I'd like to hear from you guys with in country experience. I'm preparing for NORRA in about 3 weeks and am wondering if I should go pick up another phone from someone else or if I will have the same option to switch to TELCEL once I cross the border. (That is what the store told me would happen, same situation as in Canada)
 

MARXICO

Well-Known Member
Cross the border into Mexico , go to a OXXO or 7-11 buy a disposable phone for 30 bucks , comes with 100 minutes buy your crew the same phone .Program the speed dial with every ones new number and you are good to go .
 

racer_dude

Back2Back TL Champ!
Verizon works everywhere that the rest of the phones do in Baja. Verizon purchased either TelCel or Movifone (maybe both????) and now have decent coverage down the peninsula. Just don't expect to make a call south of El Rosario 'till you get close to Gurerro Negro

Call before you leave for Mex, and tell them that you are going to Mexico for a week and say something about a $15/ month plan for international.

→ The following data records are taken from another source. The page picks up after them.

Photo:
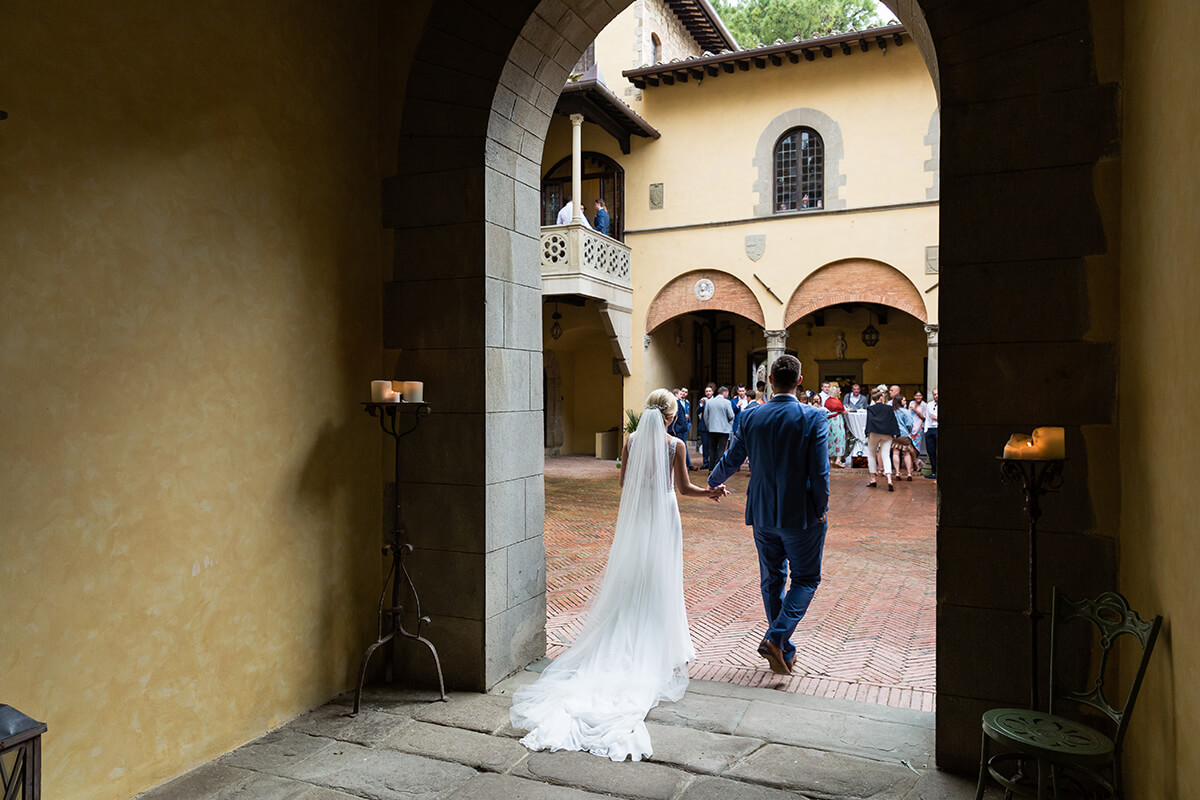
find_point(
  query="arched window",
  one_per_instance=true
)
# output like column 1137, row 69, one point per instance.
column 799, row 170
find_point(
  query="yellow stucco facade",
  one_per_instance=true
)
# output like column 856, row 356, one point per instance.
column 191, row 494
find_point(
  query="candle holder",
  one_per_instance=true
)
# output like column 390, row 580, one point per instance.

Something like 500 minutes, unlimited text and 1? or 2gb of data.

Starting in 2014 I left my Burn phone at home, that way you don't have to worry about people in the states not knowing how to dial mex numbers, or you worrying about not getting your Mex number to all the right people.
 

randy s

Well-Known Member
read the SCORE rulebook..you don't want any surprises regarding out of date harness', helmets or anything else..you'll have enough to do before the race as it is..
 

Taquache

Well-Known Member
read the SCORE rulebook..you don't want any surprises regarding out of date harness', helmets or anything else..you'll have enough to do before the race as it is..
Agreed, I keep a copy in my truck and read it when ever I have down time at work.

We should be up to date on everything, all of our equipment including harnesses are new as of 2016.

Do the cages need to be recertified?

We have a SCORE tag on ours already but I'm wondering if it will need to be reinspected since it had been a while since our truck has passed through a SCORE tech.